本書で紹介されているさまざまなエピソードを振り返るたびにつくづく感じるのは、よくもまあこれだけウソのようなほんとの話がいくつもあるもんだという感慨だ。戦争の時代に生まれずとも人は誰でも九死に一生を得るような体験のひとつやふたつあっても不思議ではない、とは言えるかもしれない。しかし、それ以外にもたとえば作者の祖父が敗色濃厚のナチスドイツ支配下においてヒトラーと差しで向かい合ったことや、父親がジミ・ヘンドリクスのタバコに火をつけ握手をしたことなど、歴史上の有名人の登場する稀有な体験が含まれている。こういった出来事について事実であることを証明するような物はおそらく存在しないだろう。また、「魔女」の神秘的な能力を科学的ではないとして受け付けない読者もいるかもしれない。しかし著者の描写の仕方にはことさら客観的な事実であることを強調するような姿勢はない。作中の描写のどこまでが事実でどこまでが創作なのかということは読者の判断にゆだねているように思える。それどころかむしろ事実のなかに明白に創作である要素を補助的に追加するのをためらわない。端的に言うなら、重要なのは魔女が実在したかどうかではなく、魔女として生きた先祖の人生を著者がどう捉えたのか、そして読者はそれをどう読むのかということだ。

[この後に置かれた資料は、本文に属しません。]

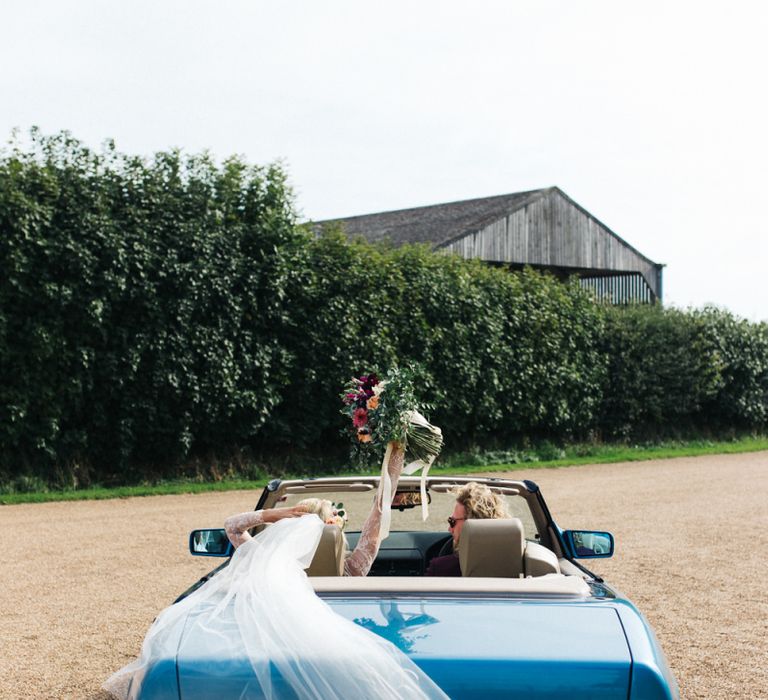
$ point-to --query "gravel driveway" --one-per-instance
(81, 582)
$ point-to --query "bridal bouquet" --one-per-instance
(384, 411)
(385, 414)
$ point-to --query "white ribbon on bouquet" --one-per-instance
(384, 502)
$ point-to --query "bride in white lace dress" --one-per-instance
(262, 606)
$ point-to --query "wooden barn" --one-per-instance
(544, 229)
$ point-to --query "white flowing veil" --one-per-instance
(262, 606)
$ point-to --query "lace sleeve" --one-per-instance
(360, 561)
(237, 526)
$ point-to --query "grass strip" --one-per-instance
(574, 456)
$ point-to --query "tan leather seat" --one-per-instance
(492, 548)
(329, 556)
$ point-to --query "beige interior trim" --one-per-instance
(549, 585)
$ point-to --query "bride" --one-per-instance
(263, 606)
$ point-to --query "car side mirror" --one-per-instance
(210, 543)
(589, 544)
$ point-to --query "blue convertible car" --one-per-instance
(526, 620)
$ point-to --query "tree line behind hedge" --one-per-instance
(155, 313)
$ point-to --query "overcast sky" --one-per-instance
(653, 116)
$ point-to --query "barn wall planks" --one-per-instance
(553, 232)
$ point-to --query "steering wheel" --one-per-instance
(446, 549)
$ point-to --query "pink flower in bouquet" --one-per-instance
(360, 418)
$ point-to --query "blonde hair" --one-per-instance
(480, 502)
(324, 509)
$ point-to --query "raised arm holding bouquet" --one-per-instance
(386, 417)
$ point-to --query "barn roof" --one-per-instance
(437, 224)
(542, 228)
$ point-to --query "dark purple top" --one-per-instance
(444, 566)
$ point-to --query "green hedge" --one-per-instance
(155, 313)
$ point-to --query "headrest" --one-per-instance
(329, 556)
(492, 548)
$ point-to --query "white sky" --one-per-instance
(653, 115)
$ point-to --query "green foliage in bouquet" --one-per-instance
(387, 410)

漫画のおもしろさが絵の上手さと必ずしも関係ないということは、理屈では承知していても実際に本書のような漫画に出くわすとちょっとショッキングな真理のように思えてくる。僕には著者の絵柄がとてもストーリー漫画向きには見えず、むしろ電化製品か何かの説明書に添えられたイラストを連想してしまう。失礼を省みず言わせてもらえば、こんな素朴な絵柄でこんなヨレヨレの描線で読者を感動させる漫画が描けるのかといった驚きだ。ひとつはっきり言えるのは、ワルシャワの街並みを描いた背景において顕著になるように、この漫画の絵は描き込みの密度が増すほど雑駁で散漫なものに見えてくるということだ。生き生きとするのは人物の表情の描写に限る。極太の線で描かれた人物の顔のクローズアップが痛烈な印象を与えるコマがいくつもあり、はっきり気に入っていると言えるものもある。ベースが素朴な絵柄でも相対的なメリハリをつけることでどうにでもなる、と言ってしまっていいのかはわからないけれども。

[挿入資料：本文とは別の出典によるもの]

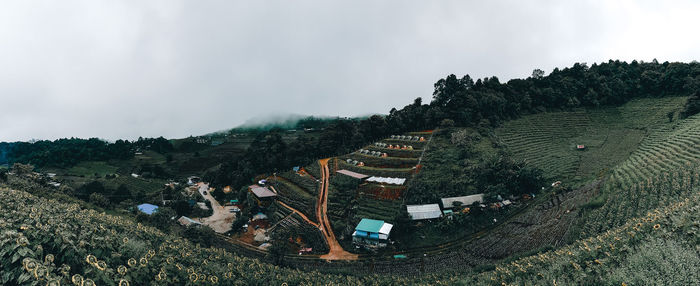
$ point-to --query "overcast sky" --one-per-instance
(124, 69)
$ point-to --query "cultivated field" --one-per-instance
(548, 140)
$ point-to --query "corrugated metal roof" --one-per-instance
(465, 200)
(262, 192)
(352, 174)
(386, 229)
(387, 180)
(418, 212)
(147, 208)
(370, 225)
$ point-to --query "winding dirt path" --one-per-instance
(336, 251)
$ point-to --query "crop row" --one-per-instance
(45, 242)
(295, 197)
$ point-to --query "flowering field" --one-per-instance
(45, 242)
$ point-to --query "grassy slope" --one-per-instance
(611, 134)
(159, 259)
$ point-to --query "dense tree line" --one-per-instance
(465, 102)
(64, 153)
(456, 101)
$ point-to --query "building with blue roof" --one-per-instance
(371, 233)
(147, 208)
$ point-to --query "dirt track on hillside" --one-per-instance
(336, 251)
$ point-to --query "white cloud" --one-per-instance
(174, 68)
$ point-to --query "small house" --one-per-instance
(352, 174)
(185, 221)
(420, 212)
(262, 195)
(372, 233)
(448, 203)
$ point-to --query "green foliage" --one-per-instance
(105, 249)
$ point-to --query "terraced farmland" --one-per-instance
(295, 196)
(670, 156)
(548, 140)
(654, 248)
(377, 209)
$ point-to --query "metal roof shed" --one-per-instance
(372, 228)
(465, 200)
(352, 174)
(262, 192)
(419, 212)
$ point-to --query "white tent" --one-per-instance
(418, 212)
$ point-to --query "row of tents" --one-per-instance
(407, 137)
(432, 211)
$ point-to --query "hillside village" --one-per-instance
(578, 195)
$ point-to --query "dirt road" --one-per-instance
(295, 211)
(222, 218)
(336, 251)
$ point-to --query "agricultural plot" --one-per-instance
(382, 162)
(662, 170)
(382, 192)
(377, 209)
(93, 248)
(91, 168)
(548, 140)
(379, 172)
(652, 249)
(305, 182)
(398, 153)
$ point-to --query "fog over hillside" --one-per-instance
(177, 68)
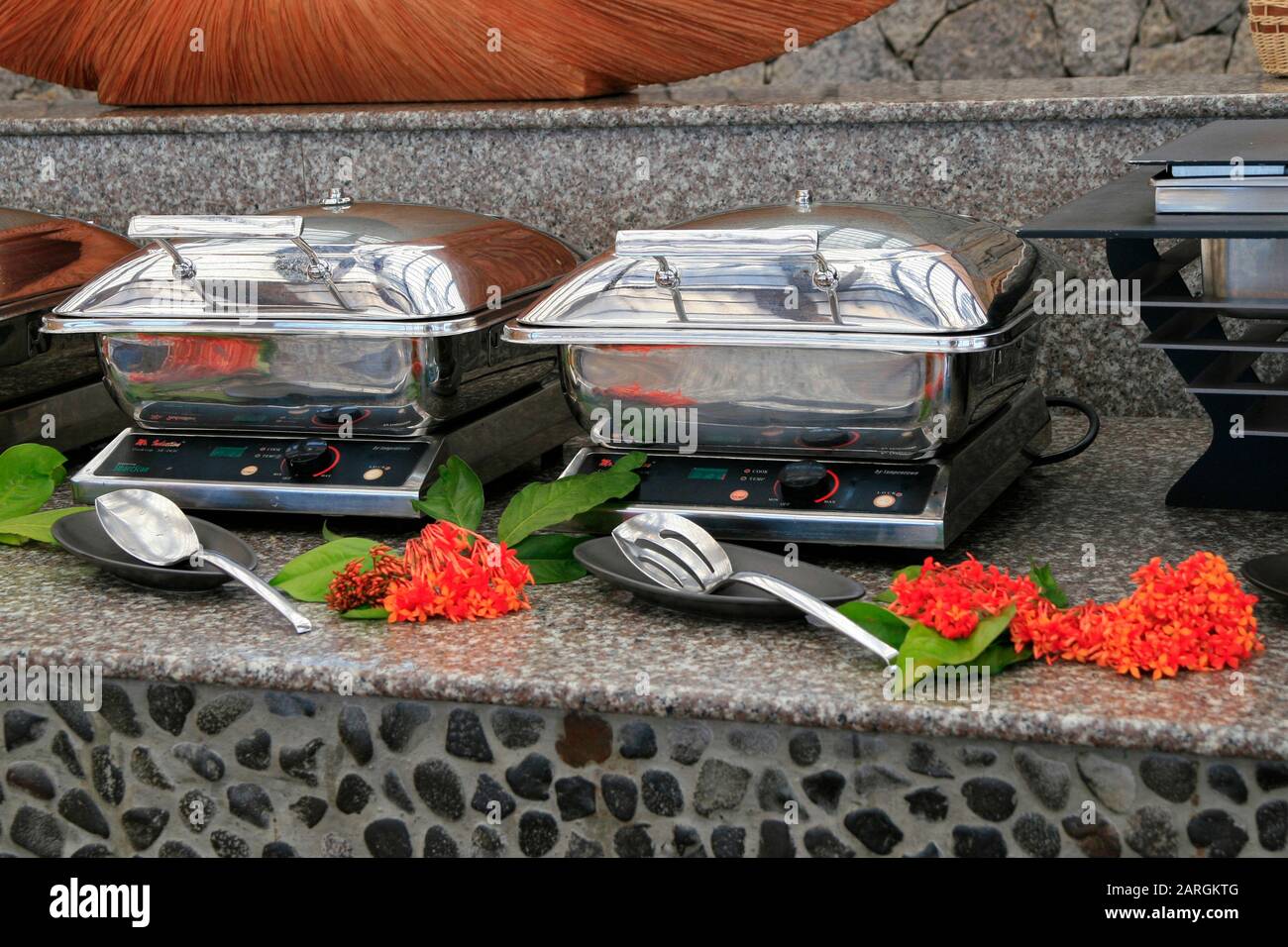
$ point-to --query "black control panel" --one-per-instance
(777, 484)
(373, 420)
(245, 459)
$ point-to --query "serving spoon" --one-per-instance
(150, 527)
(677, 553)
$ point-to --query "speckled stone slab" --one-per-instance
(1008, 151)
(589, 646)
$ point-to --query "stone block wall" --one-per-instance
(1014, 39)
(178, 771)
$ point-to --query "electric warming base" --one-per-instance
(1243, 468)
(323, 475)
(871, 502)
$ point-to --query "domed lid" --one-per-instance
(44, 257)
(338, 260)
(802, 266)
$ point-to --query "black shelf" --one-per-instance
(1243, 468)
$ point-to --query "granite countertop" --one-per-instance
(587, 644)
(1019, 99)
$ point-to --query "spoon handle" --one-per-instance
(819, 609)
(261, 587)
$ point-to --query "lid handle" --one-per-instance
(154, 226)
(161, 230)
(692, 243)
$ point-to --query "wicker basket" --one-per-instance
(1269, 22)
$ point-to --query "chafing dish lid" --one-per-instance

僕が本書を購入したのは単にこの出版社から出ているいくつかの漫画のなかから消去法でひとつ選んだことによっている。もし絵柄を選り好みしていたならば実際に手にとって読むことはなかっただろう。いや、ひょっとしたらこれまでにも自分の絵柄の好みでもって取捨選択することでかえってこのような傑作に出会いそこねたことがあったのかもしれないと想像するとそらおそろしくなる。およそジャンルも内容も推測できないそっけないタイトルといい、プレビューを見せられても食指の動かない絵柄といい、地味で目立たないこの傑作が自分の手元に転がり込んできたことは僥倖としか言いようがない。